It does not feel like 100 days have passed but if I look at what’s been achieved in that time it begins to sink in.
We have raised €700 that has been spent on paint, canvases and a daylight lightbulb which allows me to work well into the wee hours, I have the bones of 8 paintings done while the other 17 canvases hang around my walls baring the pencil-sketched faces I now live with and our small but significant efforts have been recognised by people such as Carol Morely, director of Dreams of a Life.
Since beginning Blink. I’ve been asking myself night after night: Why women? There are just as many if not more John Does out there so why is it that I focused solely on the women. I’m female – that’s one feeble excuse. I’m a feminist – but yet this isn’t a feminist issue. And as I questioned myself tirelessly trying to invent an answer if one did not inherently exist I thought perhaps I should not voice my concern and hope no one else noticed either.
Then, as I spent a dismal night painting and watching a documentary which I can no longer remember the details of I had an epiphany. It was a historical film set around the protesting against the Vietnam War in the 1960’s and one of the leading members of the movement had been asked how he got involved.
He replied: Well, you know, it’s like all things. I met a girl.
Suddenly, as if the haze of vanilla scented candles and distant sounds of cars scuttling through puddles ceased to exist, there it was – the reason why Blink. had to be about women. The faces that paper my walls as I write are the embodiment of the nameless woman but they are not the only ones.
On Time Magazine’s list of 100 most influential figures throughout history only 3 women grace the well prepared list. 2 were queens and therefore, had a better chance than most. But how many women in history have stood behind men, in the shadows and held them strong as they etched their names into the history books. They are the ones who are remembered, written about and exalted. Meanwhile, we will never know the names of the women who bore them upright, women throughout time who may have had more to say than their male counterparts but were simply never given the opportunity to explore their own vision as cognitive, unique, important human beings. How many potentially brilliant minds have been lost between the lines of historical texts. For centuries, half the population were considered sub-standard. They simply weren’t worth the time. In a way, I like to think the women of Blink. both stand for themselves but also represent the countless generations of voiceless women.
We have come so far and yet it’s disheartening how much is left to do.
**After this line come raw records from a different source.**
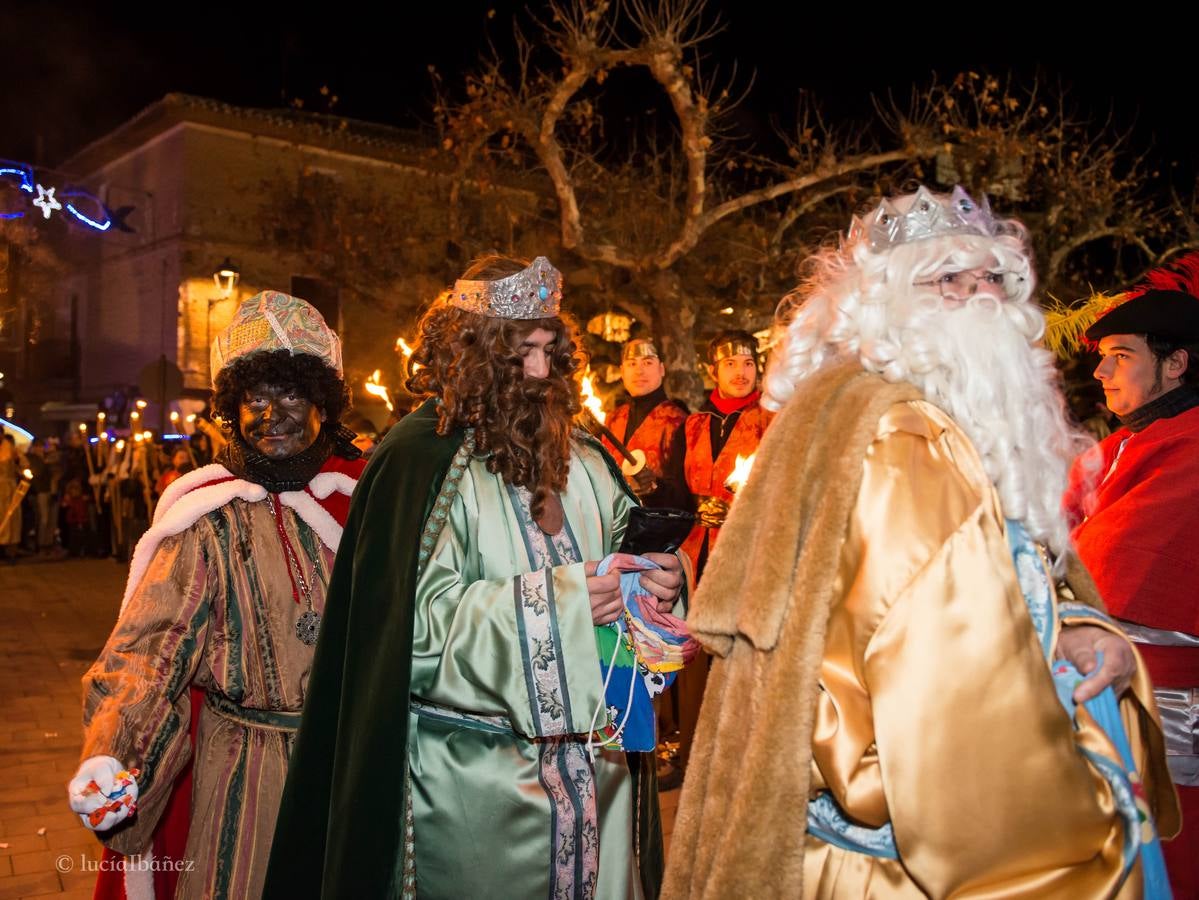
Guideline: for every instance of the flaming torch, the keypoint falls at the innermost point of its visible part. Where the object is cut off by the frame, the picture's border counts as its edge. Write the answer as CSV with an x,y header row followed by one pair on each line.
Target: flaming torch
x,y
17,496
740,473
377,390
594,418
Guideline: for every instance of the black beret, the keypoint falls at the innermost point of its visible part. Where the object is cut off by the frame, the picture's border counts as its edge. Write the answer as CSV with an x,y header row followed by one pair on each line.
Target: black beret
x,y
1173,315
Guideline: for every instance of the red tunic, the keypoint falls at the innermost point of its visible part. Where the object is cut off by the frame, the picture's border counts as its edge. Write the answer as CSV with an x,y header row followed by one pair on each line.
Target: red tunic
x,y
654,436
705,476
1138,536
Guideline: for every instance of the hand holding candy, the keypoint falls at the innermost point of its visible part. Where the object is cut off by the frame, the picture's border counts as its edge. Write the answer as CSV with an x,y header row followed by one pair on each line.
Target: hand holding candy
x,y
103,792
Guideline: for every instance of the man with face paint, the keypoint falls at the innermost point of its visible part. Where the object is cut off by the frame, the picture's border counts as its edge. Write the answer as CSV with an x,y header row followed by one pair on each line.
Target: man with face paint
x,y
212,650
456,740
650,423
896,706
728,426
1133,497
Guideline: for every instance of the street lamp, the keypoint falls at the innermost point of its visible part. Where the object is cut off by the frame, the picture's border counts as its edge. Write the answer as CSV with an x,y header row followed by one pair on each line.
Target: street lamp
x,y
226,278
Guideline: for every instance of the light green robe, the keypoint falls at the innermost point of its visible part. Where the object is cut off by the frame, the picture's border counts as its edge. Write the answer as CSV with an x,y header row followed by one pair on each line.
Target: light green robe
x,y
505,682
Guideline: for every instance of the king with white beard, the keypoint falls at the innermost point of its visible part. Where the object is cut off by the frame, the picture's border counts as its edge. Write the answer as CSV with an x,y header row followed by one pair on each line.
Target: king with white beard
x,y
899,630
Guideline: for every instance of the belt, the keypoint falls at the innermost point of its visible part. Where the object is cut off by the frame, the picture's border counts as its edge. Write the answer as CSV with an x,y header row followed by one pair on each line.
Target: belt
x,y
493,724
270,719
712,512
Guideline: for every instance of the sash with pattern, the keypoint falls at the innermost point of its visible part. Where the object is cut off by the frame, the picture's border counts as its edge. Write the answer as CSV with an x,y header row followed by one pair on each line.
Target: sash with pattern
x,y
830,823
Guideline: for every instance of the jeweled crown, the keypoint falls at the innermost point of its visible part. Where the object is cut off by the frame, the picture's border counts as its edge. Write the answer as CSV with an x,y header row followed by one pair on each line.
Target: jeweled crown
x,y
929,216
532,293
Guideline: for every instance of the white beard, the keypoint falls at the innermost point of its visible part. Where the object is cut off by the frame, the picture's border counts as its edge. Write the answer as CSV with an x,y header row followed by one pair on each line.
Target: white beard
x,y
1004,392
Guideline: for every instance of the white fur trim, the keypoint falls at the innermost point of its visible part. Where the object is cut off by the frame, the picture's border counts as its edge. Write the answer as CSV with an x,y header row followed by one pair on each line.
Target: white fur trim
x,y
314,515
325,483
139,877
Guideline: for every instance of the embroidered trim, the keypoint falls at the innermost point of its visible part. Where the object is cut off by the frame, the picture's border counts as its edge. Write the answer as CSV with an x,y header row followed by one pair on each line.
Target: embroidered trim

As of 2014, political representation for women is still far less than perfect in the US, UK and indeed, Ireland.
The simple logistical fact is that as long as 50% of the entire population is underrepresented in the country’s decision making – the wrong decisions are going to be made. As long as women don’t think that their voice matters, they will never fight to be heard. This isn’t some ‘feminazi propaganda’ as many would have you believe, it’s simple psychology.
The Inter-Parliamentary Union website has the largest grid for outlining female distribution among the world’s governments.
Rwanda are world leaders in female political representation holding 51% of the seats across the lower and upper house. In third is the much maligned Cuba with 48.9%. Who else puts the “progressive” US, UK and Ireland to shame. Here’s to mention but a few: South Africa, Mexico, Argentina, Uganda, Serbia, Guyana, Afghanistan, South Sudan, Singapore, China and Iraq. The UK rank 65th with 23% of seats held by women and the US 84th with 19%. In the meantime more countries pop up ahead of Ireland like Israel, Pakistan, Saudi Arabia and the United Arab Emirates.
Ireland places 92nd with only 15.6% female representation.*
Hearing such statistics makes you want to bow your head and avert your eyes and ask how we ever fooled ourselves so much. The only female voices we hear are Nicky Minaj, Megan Fox and Kim Kardashian. Yes, feminism is about choice and if you choose to utilise your sexuality to achieve your ambitions who am I to judge? But this doesn’t mean we should not question and consider the motives behind these choices.
If we are so autonomous, so empowered why are so many of us still striving for the same goal of the sexual ideal? While young men are pressured to become economically successful women are just as influenced to strive for cosmetic success. If we say we are just as capable as men then why are we the backing dancers to a male government? Surely when a large percentage of us are making similar if not the same decisions we can’t call ourselves independent thinkers.
If I’m sounding judgmental that is certainly not my intention. I’m just genuinely confused because I succumb to the same pressures the vast majority of young women do. I’m still trying to find the perfect way to remove hair from their follicles, I have been of the mind that if you can’t wear a bikini there’s not much point going to the beach, I still search for the ideal foundation that is heavy duty but doesn’t sit in the natural pores of my face and I religiously subject my hair to chemicals whose names I could not dream of pronouncing.
Again, I cannot express enough how this is not the common man’s fault, they are as conditioned as we are.
But I’m just a young woman, balancing precariously somewhere between apathy and fury all the while trying to convince myself I’m not insane for feeling this way. You just have to ask when is this going to end? The Women’s Movement never declared themselves finished and yet we all presume Feminism is a thing that happened not something that is still happening and perhaps more than ever needs to revitalised.
It has been living on the respirator for far too long.